Wu/Zhang arXiv 2601.18654 (January 26): optimal AI-disclosure enforcement evolves from deterrence to partial screening to deregulation as capability rises.
Same shape under each. Whichever lever a 2026 mandate writes in becomes the wrong one by 2029. A regulator that doesn't write the capability tier into the rule is engineering its own obsolescence.
A January formal model says mandatory AI disclosure has a sell-by date — the EU Code adopted June 10 didn't write one in
A formal model out in January (Wu/Zhang, arXiv 2601.18654) tests mandatory AI labeling as a governance regime. Disclosure is optimal only when both the value AND the cost-saving advantage of AI content sit in the intermediate range.
Above intermediate, the label suppresses the high-quality output it can't tell apart from low-quality. The optimal regime evolves — deterrence, partial screening, deregulation — with capability.

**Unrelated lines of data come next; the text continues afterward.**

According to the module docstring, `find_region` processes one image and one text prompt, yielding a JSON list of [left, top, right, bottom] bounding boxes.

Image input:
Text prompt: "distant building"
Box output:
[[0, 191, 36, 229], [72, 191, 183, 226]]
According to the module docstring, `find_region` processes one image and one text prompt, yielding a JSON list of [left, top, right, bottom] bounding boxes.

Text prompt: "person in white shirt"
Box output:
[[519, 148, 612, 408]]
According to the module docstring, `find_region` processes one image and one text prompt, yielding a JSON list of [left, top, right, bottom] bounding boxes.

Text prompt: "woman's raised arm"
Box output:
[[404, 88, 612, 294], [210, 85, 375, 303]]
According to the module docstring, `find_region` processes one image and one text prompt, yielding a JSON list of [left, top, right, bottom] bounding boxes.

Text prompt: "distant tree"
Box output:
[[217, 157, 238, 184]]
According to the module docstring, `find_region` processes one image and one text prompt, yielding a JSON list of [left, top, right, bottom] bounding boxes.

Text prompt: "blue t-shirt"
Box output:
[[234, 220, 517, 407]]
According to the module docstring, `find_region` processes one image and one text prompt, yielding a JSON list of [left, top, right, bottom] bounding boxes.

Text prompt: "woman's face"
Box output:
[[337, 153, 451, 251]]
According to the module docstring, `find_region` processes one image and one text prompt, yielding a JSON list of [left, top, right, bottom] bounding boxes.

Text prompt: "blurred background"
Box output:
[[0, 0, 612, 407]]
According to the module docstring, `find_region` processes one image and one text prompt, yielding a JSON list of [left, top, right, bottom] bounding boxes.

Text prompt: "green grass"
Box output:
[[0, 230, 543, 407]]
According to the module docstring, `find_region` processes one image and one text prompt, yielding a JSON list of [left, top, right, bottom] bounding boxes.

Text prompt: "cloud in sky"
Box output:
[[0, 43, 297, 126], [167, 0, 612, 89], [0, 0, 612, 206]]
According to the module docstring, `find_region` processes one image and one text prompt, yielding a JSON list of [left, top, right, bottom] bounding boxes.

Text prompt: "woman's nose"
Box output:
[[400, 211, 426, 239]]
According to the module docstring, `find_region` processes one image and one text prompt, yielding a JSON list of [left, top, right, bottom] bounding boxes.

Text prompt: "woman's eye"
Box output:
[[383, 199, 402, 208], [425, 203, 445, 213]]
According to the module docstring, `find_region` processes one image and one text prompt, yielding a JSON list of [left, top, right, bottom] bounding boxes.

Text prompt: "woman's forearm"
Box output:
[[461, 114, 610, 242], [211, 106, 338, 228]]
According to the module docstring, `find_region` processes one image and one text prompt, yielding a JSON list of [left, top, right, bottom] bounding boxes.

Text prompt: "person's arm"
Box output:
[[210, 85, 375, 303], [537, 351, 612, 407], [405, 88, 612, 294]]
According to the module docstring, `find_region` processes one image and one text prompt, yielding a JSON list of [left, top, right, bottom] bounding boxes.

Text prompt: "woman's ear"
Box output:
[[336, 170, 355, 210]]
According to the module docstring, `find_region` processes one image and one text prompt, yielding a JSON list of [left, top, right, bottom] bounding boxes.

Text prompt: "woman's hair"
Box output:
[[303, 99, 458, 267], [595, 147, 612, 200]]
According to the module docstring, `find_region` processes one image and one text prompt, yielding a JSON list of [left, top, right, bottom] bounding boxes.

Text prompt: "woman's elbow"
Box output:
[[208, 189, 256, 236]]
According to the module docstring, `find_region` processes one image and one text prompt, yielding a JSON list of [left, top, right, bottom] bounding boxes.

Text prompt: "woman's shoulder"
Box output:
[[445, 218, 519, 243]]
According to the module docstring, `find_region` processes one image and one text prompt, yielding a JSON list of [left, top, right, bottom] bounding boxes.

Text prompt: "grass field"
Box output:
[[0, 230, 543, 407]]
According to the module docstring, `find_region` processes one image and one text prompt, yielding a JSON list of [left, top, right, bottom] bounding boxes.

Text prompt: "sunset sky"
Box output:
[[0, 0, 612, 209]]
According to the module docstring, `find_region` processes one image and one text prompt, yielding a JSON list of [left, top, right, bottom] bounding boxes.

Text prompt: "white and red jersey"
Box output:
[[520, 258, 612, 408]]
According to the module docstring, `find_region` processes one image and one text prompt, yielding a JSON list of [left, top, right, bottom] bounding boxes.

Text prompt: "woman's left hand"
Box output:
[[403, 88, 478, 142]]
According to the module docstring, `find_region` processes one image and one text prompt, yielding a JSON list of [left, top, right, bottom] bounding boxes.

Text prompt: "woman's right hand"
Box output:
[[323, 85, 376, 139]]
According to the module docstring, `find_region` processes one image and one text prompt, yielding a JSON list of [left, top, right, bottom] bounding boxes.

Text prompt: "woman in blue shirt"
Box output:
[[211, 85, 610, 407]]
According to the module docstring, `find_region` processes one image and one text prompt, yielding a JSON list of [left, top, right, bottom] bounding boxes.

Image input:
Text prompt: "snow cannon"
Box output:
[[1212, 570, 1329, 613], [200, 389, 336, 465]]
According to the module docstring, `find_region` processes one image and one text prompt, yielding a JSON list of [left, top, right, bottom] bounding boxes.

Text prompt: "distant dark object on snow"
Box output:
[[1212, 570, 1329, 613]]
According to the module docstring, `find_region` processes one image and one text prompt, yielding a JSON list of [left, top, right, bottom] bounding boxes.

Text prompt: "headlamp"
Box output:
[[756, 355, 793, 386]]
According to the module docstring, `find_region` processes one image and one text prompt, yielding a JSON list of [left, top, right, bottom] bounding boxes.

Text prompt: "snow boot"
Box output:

The EU Code adopted June 10 has no capability tier. Sunset clauses and escalating regimes would escape the trap. Static text in static law won't.
The mechanism the paper formalizes: heterogeneous creators, viewer discounting of AI-labeled content, trust penalties on detected non-disclosure, and endogenous enforcement. The edge case — when AI capability is high, the high-quality producer's best move is to hide the label and risk imperfect detection rather than eat the viewer discount. The regime collapses from the top of the quality distribution down.
Disclosure also reduces aggregate creator surplus and suppresses high-quality AI content at the capability frontier. The transparency rule that protects readers at 2026 capability becomes the gate that suppresses good AI at 2030 capability — same text, opposite effect.
The timing matters. The EU Code went voluntary on June 10, two months before Article 50's transparency obligation binds on August 2. The voluntary code is the regime the model says will work best now — but it isn't time-tiered for what happens after capability moves through intermediate.
If any regulator builds a capability-stepped mandate — escalating disclosure regimes by capability tier, sunset clauses, periodic review against compute curves — the model becomes testable in reality. Until then, every 2026 labeling rule is a static answer to a moving question.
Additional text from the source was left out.